But Jesus acts (cf. Mark 2:28) as the verbal chain demonstrates: καὶ προσελθὼν ἤγειρεν αὐτὴν κρατήσας τῆς χειρός (1:31). The last action, “grasping the hand,” assumes a particular significance if it is read with the backdrop of the other two occurrences of the syntagma (5:41; 9:27). It is employed by Mark elsewhere only in reference to the action of Jesus toward a dead girl, for whom the funeral rite had already started (5:38) and a child considered dead by those present (9:26).[18] Some scholars have also interpreted the healing of Simon’s mother-in-law as a resurrection—a narrative anticipation of what will happen to Jesus himself[19]—or as reference to baptism, accentuating the symbolic value of the miracle.[20] Without entering into the debate, it is important to emphasize the nuance of restoration to life, to a full life, that is indicated by Mark with the verb διακονέω.[21]

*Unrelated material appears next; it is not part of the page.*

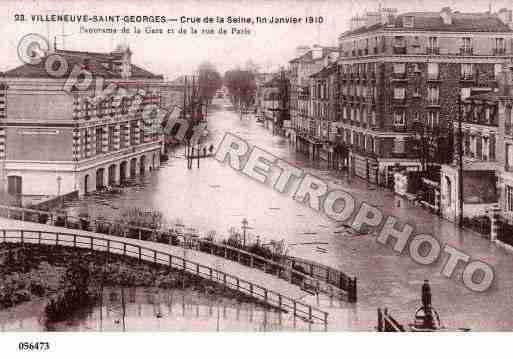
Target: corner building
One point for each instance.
(55, 142)
(402, 76)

Reading the miracle’s account with this hermeneutic key, the reader realizes that Jesus takes the initiative, as he did for the calling of the first disciples (1:16, 18). The woman experiences a situation of immobility, of closeness with death from which no one can set her free; only Jesus can restore her to life. It is a new life, received as a gift, and defined by the category of διακονία, which, as we have analyzed, seals her full membership in the new community, gathered by the Christ to follow him on his way to Jerusalem.

The personal pronoun αὐτοῖς clarifies that the service of the woman is not only toward the person of Jesus but also toward the community gathered in the house of Simon and beyond.[22] Her healing elicits, in fact, a movement of people in need of salvation, sick and oppressed, toward the house: “and Jesus healed many who had various diseases. He also drove out many demons” (v. 34).

The Woman With Hemorrhage (5:24–34)

With a narrative technique typical of Mark,[23] the healing of the second woman is inserted in the narrative of the restoration to life of the twelve-year-old daughter of Jairus (5:21–24, 35–43).[24] A ruler of the synagogue approached Jesus; his attitude and his words testify that he recognized the power of the rabbi and believed that he could heal his daughter. The detail of the crowd that “followed him and thronged about him” on the way to Jairus’s house (5:24) anticipates the gesture of the anonymous woman, one in the multitude. The detailed description of the narrator elicits the emphathy of the reader: “Now a woman was there who had been suffering from a hemorrhage for twelve years. She had endured a great deal under the care of many doctors and had spent all that she had. Yet instead of getting better, she grew worse” (vv. 25–26).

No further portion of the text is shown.